— LEGAL · PRIVACY POLICY

What we collect and why.

Last updated: April 2026

01 · Who we are

Who we are

RAE Security, Inc. (“RAE”, “we”, “us”) operates userae.com. For privacy-related matters, contact us at privacy@userae.com.

02 · The most important thing

The most important thing

Raw prompts and responses processed by the RAE on-prem node never leave your network.
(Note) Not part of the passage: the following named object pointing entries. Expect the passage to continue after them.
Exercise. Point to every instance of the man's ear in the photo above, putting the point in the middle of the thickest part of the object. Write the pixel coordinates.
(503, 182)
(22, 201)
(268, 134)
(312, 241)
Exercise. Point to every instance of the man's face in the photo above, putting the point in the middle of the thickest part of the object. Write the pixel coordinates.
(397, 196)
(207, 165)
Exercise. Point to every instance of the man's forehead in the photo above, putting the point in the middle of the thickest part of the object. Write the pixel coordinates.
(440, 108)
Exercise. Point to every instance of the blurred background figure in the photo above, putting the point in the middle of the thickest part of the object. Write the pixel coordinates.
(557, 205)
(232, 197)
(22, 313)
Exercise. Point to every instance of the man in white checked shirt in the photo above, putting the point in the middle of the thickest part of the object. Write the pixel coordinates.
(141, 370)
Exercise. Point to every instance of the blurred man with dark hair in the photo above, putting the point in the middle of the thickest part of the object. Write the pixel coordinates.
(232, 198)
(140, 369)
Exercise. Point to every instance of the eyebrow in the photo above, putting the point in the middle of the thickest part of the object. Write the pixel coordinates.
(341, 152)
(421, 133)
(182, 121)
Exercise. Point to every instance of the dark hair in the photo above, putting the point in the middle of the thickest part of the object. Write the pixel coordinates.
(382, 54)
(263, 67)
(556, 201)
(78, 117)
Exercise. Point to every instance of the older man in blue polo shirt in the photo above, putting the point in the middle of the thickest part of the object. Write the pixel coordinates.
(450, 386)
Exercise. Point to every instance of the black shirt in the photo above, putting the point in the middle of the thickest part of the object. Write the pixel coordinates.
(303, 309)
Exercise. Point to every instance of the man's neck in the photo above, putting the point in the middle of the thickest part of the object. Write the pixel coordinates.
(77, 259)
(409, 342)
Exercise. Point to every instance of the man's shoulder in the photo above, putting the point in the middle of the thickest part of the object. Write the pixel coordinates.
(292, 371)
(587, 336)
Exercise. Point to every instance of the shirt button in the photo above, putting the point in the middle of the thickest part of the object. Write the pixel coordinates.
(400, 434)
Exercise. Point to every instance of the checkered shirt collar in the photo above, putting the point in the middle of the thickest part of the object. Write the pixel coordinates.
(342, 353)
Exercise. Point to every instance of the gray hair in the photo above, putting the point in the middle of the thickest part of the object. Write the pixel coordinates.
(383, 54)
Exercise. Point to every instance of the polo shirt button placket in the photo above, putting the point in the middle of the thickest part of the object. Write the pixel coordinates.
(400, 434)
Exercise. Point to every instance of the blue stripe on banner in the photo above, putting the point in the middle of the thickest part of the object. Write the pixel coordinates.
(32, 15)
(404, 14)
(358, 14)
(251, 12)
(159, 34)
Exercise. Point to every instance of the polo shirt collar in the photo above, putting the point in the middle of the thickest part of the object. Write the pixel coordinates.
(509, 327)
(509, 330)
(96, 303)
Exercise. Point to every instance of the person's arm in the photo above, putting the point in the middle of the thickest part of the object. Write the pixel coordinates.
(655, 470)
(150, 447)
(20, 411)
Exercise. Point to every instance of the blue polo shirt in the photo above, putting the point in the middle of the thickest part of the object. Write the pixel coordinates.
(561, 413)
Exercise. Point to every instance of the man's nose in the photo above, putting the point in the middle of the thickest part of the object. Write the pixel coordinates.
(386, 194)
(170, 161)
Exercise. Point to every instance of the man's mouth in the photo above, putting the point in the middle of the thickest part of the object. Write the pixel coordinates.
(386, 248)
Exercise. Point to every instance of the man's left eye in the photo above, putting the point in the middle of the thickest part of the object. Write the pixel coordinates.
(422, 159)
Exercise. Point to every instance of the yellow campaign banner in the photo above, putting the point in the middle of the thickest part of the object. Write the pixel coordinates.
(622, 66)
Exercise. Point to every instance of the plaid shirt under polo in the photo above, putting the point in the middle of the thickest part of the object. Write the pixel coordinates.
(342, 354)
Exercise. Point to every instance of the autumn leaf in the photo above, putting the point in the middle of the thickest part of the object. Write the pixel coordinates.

The RAE cloud control plane receives only metadata: attack category, confidence score, detector votes, timestamp, and latency. We never see your agent’s actual inputs or outputs.

03 · Data we collect

Data we collect

When you use the free audit

Work email address (required; used to deliver the report and contact you), your agent’s HTTPS endpoint URL, the prompts RAE sends to your endpoint (these are our attack prompts, not yours), and your agent’s responses to those prompts. Responses are stored temporarily for report generation and deleted after 30 days.

When you use the RAE Node

Metadata only: attack category, confidence score, detector votes, timestamp, and latency. No raw prompts. No raw responses. Ever.

Website analytics

Page views and referrer data. No cross-site tracking. No advertising pixels. No third-party trackers beyond what’s listed in our cookie notice.

04 · How we use it

How we use it

We use the data we collect to:

  • Deliver your audit report.
  • Contact you about your audit results (once, unless you opt in to further communications).
  • Improve detector accuracy using anonymised, aggregated metadata.
  • Comply with legal obligations.
05 · Data retention

Data retention

  • Audit responses: deleted after 30 days.
  • Audit metadata: retained for model training (anonymised before use).
  • Node metadata: retained for 90 days on the control plane, then aggregated and deleted.
06 · Your rights

Your rights (GDPR / CCPA)

You have the right to access, correct, delete, or export your data. Email privacy@userae.com. We will respond within 30 days.

07 · Cookies

Cookies

We use one first-party session cookie for the audit run page. We do not use advertising cookies or cross-site trackers. You can disable cookies in your browser; the audit form will still work.

08 · Changes

Changes

We will notify users by email if material changes are made to this policy.